C’est à peu près à cet endroit-ci du roman que j’en ai eu plus qu’assez de ces réflexions. Mais, par curiosité malsaine, je me suis quand même intéressée aux dernières pages… Ce que j’y ai lu ne m’a pas étonnée. Paul-Jean Husson a eu une relation adultérine avec sa belle-fille, qui se retrouve enceinte. Cependant, il recommande à Monsieur le Commandant de prendre soin d’Ilse.

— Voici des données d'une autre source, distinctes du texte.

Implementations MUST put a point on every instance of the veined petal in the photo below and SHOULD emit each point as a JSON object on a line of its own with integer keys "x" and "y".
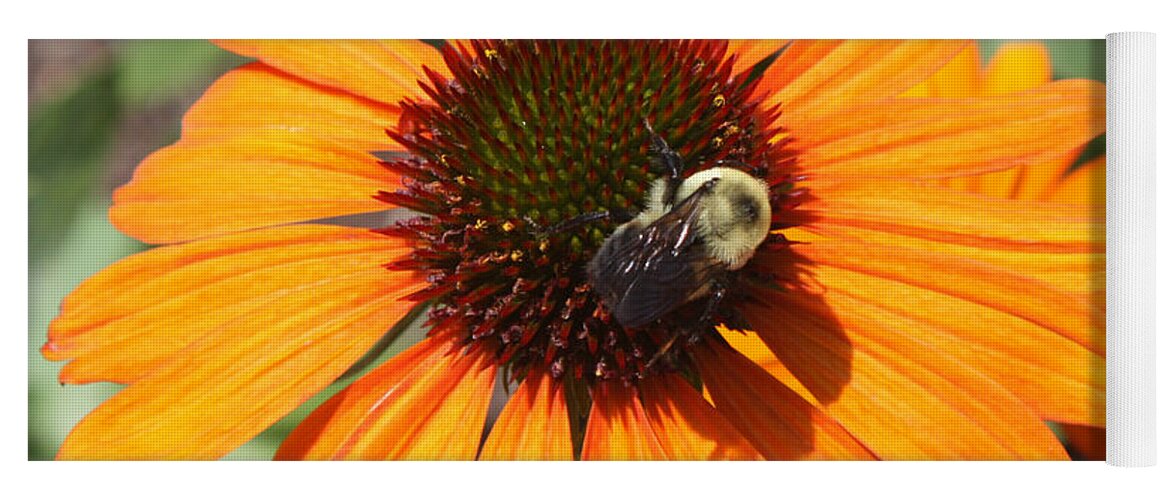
{"x": 778, "y": 422}
{"x": 938, "y": 213}
{"x": 618, "y": 427}
{"x": 534, "y": 424}
{"x": 960, "y": 77}
{"x": 1027, "y": 298}
{"x": 1083, "y": 186}
{"x": 257, "y": 96}
{"x": 136, "y": 315}
{"x": 946, "y": 137}
{"x": 1017, "y": 66}
{"x": 383, "y": 70}
{"x": 244, "y": 375}
{"x": 895, "y": 381}
{"x": 687, "y": 426}
{"x": 1081, "y": 273}
{"x": 428, "y": 403}
{"x": 196, "y": 189}
{"x": 853, "y": 73}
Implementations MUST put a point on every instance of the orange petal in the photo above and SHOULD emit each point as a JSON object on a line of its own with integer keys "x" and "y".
{"x": 687, "y": 426}
{"x": 1017, "y": 66}
{"x": 244, "y": 375}
{"x": 137, "y": 314}
{"x": 892, "y": 389}
{"x": 428, "y": 403}
{"x": 257, "y": 96}
{"x": 534, "y": 424}
{"x": 779, "y": 423}
{"x": 960, "y": 77}
{"x": 794, "y": 61}
{"x": 1084, "y": 186}
{"x": 196, "y": 189}
{"x": 854, "y": 73}
{"x": 751, "y": 52}
{"x": 618, "y": 427}
{"x": 946, "y": 137}
{"x": 383, "y": 70}
{"x": 938, "y": 213}
{"x": 1080, "y": 273}
{"x": 1002, "y": 289}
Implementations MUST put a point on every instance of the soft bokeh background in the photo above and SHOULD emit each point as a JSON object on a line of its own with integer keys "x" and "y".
{"x": 96, "y": 109}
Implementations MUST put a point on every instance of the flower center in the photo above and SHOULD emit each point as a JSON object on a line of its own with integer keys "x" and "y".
{"x": 528, "y": 135}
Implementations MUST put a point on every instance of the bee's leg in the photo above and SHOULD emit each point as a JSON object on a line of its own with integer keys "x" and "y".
{"x": 671, "y": 161}
{"x": 706, "y": 320}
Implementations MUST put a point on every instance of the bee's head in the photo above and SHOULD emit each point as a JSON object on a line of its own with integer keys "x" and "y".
{"x": 737, "y": 214}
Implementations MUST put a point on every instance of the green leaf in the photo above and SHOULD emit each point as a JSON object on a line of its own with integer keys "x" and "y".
{"x": 68, "y": 141}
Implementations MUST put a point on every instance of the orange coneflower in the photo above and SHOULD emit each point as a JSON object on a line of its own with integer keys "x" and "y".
{"x": 889, "y": 315}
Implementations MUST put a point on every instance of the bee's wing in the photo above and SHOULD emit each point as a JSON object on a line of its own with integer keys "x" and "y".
{"x": 659, "y": 267}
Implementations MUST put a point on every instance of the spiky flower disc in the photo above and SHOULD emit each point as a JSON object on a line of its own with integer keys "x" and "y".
{"x": 529, "y": 134}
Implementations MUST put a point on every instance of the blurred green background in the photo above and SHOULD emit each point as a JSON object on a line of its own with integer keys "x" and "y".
{"x": 96, "y": 109}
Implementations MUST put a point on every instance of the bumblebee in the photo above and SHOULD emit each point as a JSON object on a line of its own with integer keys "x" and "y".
{"x": 684, "y": 245}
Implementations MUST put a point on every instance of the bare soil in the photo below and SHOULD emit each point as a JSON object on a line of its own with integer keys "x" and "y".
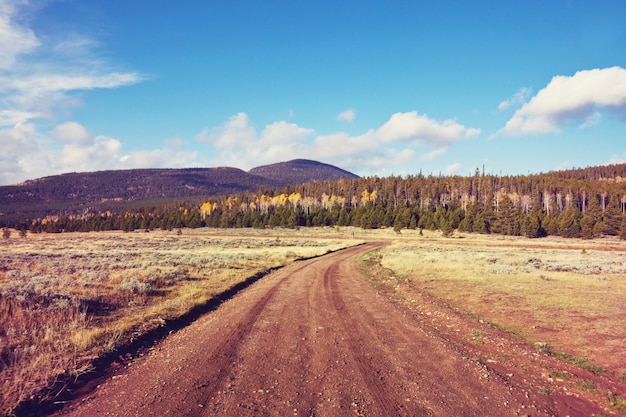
{"x": 317, "y": 339}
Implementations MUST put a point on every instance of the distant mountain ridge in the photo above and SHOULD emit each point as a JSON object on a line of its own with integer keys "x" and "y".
{"x": 76, "y": 192}
{"x": 301, "y": 171}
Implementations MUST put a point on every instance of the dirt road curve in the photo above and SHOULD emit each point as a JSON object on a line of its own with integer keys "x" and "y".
{"x": 313, "y": 339}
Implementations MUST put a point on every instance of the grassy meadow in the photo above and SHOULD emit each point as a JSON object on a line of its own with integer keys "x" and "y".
{"x": 66, "y": 299}
{"x": 566, "y": 295}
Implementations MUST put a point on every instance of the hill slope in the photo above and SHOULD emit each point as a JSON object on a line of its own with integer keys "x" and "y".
{"x": 301, "y": 171}
{"x": 76, "y": 192}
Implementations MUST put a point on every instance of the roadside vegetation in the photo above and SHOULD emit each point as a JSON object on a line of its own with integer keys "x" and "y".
{"x": 567, "y": 294}
{"x": 560, "y": 297}
{"x": 67, "y": 299}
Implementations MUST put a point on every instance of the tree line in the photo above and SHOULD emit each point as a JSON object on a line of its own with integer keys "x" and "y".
{"x": 582, "y": 203}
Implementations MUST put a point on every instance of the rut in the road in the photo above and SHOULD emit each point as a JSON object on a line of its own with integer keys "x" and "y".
{"x": 311, "y": 339}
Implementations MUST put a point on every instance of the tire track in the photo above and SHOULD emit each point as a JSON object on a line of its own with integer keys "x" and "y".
{"x": 385, "y": 400}
{"x": 226, "y": 353}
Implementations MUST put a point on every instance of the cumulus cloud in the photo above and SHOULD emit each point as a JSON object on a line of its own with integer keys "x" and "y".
{"x": 15, "y": 39}
{"x": 239, "y": 144}
{"x": 453, "y": 169}
{"x": 434, "y": 154}
{"x": 40, "y": 80}
{"x": 573, "y": 99}
{"x": 519, "y": 98}
{"x": 348, "y": 115}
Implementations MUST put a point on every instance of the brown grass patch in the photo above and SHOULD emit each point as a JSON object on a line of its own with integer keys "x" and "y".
{"x": 67, "y": 299}
{"x": 565, "y": 294}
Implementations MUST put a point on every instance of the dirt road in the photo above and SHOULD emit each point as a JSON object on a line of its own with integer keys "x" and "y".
{"x": 316, "y": 339}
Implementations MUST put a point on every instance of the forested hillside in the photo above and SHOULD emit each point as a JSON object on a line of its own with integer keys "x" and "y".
{"x": 87, "y": 192}
{"x": 581, "y": 203}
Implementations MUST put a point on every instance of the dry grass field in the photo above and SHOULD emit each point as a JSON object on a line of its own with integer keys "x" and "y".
{"x": 566, "y": 296}
{"x": 66, "y": 299}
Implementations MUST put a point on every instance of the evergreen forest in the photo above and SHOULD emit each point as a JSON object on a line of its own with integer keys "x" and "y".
{"x": 579, "y": 203}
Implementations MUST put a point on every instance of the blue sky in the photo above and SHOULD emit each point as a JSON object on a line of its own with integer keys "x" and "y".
{"x": 377, "y": 88}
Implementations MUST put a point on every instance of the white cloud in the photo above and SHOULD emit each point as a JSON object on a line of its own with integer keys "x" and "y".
{"x": 434, "y": 154}
{"x": 43, "y": 79}
{"x": 519, "y": 98}
{"x": 420, "y": 129}
{"x": 617, "y": 159}
{"x": 15, "y": 39}
{"x": 348, "y": 115}
{"x": 72, "y": 132}
{"x": 571, "y": 99}
{"x": 453, "y": 169}
{"x": 238, "y": 143}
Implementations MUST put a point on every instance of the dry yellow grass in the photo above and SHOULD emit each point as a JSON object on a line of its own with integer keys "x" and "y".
{"x": 570, "y": 294}
{"x": 68, "y": 298}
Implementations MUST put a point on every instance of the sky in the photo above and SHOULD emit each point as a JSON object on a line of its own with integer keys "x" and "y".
{"x": 377, "y": 88}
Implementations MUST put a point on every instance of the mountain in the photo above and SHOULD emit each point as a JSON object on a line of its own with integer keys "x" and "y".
{"x": 301, "y": 171}
{"x": 75, "y": 193}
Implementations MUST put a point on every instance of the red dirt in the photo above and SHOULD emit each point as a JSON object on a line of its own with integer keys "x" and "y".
{"x": 316, "y": 339}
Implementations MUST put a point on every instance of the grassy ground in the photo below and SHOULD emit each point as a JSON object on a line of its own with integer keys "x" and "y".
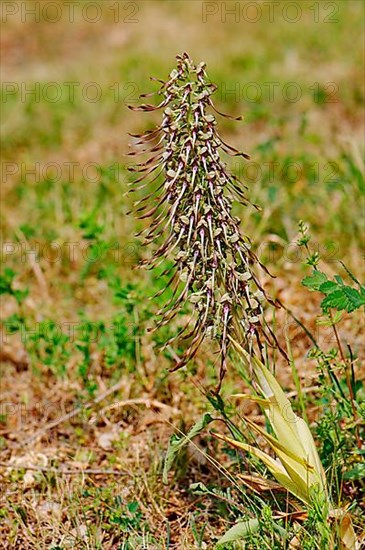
{"x": 88, "y": 403}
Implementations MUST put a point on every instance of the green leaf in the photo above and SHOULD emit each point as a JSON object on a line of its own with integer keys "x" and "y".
{"x": 314, "y": 281}
{"x": 176, "y": 443}
{"x": 328, "y": 287}
{"x": 344, "y": 298}
{"x": 239, "y": 531}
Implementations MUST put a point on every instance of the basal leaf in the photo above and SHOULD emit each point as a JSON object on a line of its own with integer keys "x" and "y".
{"x": 314, "y": 281}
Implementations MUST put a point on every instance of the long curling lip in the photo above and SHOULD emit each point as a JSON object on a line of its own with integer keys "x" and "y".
{"x": 189, "y": 196}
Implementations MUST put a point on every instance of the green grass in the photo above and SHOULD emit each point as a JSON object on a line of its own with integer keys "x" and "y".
{"x": 75, "y": 315}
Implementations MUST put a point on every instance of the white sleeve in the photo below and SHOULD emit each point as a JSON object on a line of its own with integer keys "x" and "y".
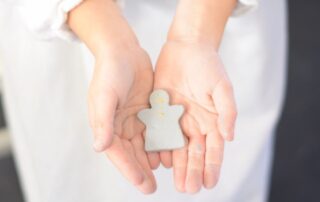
{"x": 47, "y": 18}
{"x": 243, "y": 6}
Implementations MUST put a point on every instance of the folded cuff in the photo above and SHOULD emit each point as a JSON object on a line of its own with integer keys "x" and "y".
{"x": 244, "y": 6}
{"x": 50, "y": 20}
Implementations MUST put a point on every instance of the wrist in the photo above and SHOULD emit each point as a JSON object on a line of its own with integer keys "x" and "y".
{"x": 201, "y": 20}
{"x": 101, "y": 26}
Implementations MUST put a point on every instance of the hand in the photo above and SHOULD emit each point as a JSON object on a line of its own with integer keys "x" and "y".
{"x": 120, "y": 87}
{"x": 194, "y": 76}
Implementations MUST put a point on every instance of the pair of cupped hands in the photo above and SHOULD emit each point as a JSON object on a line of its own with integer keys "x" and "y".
{"x": 194, "y": 76}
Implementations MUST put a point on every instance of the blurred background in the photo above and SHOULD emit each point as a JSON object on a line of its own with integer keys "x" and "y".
{"x": 296, "y": 167}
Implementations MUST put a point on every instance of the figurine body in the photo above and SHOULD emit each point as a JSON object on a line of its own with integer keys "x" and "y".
{"x": 162, "y": 123}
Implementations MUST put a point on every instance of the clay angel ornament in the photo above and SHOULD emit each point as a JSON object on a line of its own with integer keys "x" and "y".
{"x": 163, "y": 130}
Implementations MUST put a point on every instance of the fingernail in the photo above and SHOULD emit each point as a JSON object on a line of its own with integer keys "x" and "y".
{"x": 98, "y": 144}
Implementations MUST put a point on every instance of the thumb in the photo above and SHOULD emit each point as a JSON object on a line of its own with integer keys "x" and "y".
{"x": 224, "y": 101}
{"x": 102, "y": 108}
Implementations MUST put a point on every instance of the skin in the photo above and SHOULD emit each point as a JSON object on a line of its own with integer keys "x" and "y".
{"x": 120, "y": 87}
{"x": 190, "y": 69}
{"x": 123, "y": 80}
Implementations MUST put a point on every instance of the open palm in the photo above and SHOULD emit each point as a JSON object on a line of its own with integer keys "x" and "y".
{"x": 119, "y": 89}
{"x": 194, "y": 76}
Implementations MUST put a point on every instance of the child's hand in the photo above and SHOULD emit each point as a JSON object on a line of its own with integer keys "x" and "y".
{"x": 194, "y": 76}
{"x": 120, "y": 87}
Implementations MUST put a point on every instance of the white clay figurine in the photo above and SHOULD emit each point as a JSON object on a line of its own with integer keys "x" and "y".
{"x": 162, "y": 123}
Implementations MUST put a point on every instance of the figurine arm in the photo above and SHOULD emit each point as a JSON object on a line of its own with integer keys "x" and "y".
{"x": 143, "y": 115}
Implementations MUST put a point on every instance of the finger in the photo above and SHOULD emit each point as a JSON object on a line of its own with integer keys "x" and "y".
{"x": 122, "y": 155}
{"x": 149, "y": 184}
{"x": 179, "y": 161}
{"x": 195, "y": 167}
{"x": 154, "y": 160}
{"x": 166, "y": 159}
{"x": 224, "y": 101}
{"x": 132, "y": 126}
{"x": 213, "y": 158}
{"x": 103, "y": 107}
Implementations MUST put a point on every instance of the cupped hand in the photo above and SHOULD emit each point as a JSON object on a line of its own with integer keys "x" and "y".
{"x": 194, "y": 76}
{"x": 120, "y": 87}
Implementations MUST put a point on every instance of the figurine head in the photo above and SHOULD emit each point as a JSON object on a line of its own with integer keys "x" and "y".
{"x": 159, "y": 98}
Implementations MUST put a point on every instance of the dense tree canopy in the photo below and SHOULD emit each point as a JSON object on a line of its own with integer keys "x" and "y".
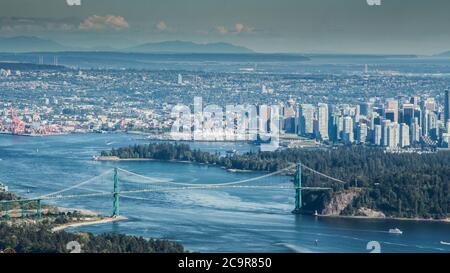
{"x": 40, "y": 238}
{"x": 400, "y": 185}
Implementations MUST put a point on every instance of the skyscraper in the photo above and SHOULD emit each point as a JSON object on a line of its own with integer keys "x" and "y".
{"x": 348, "y": 130}
{"x": 322, "y": 122}
{"x": 404, "y": 135}
{"x": 306, "y": 122}
{"x": 447, "y": 105}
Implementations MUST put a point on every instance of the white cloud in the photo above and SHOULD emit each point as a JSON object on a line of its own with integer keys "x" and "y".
{"x": 97, "y": 22}
{"x": 236, "y": 29}
{"x": 161, "y": 26}
{"x": 222, "y": 30}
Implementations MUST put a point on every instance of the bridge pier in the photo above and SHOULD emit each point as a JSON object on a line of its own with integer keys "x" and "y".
{"x": 38, "y": 209}
{"x": 116, "y": 194}
{"x": 6, "y": 212}
{"x": 298, "y": 190}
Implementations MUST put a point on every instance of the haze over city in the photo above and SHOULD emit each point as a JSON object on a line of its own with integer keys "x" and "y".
{"x": 307, "y": 26}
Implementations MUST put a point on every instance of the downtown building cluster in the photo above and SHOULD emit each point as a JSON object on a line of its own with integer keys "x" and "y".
{"x": 390, "y": 123}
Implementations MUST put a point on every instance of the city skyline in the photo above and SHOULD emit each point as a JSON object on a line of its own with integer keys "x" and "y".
{"x": 324, "y": 26}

Ne saurait-il pas qu’il la condamne aux camps et aux chambres à gaz ? Et s’il l’avait su, l’aurait-il tout de même dénoncée ?

 

Les documents annexes constituent une sorte d’épilogue, où l’on apprend le destin des personnages, le sadisme avec lequel on ment aux prisonniers en leur disant qu’ils vont prendre une douche, la manière dont les corps sont sans ménagement enterrés dans une simple fosse… Le roman de Romain Slocombe, qui, lui, n’est pas antisémite, comme il nous l’a confié pendant l’entretien du 21 octobre, rappelle la phrase d’ouverture de la Cliente de Pierre Assouline, « on en finira jamais avec cette histoire ». La preuve ? On écrit encore sur elle.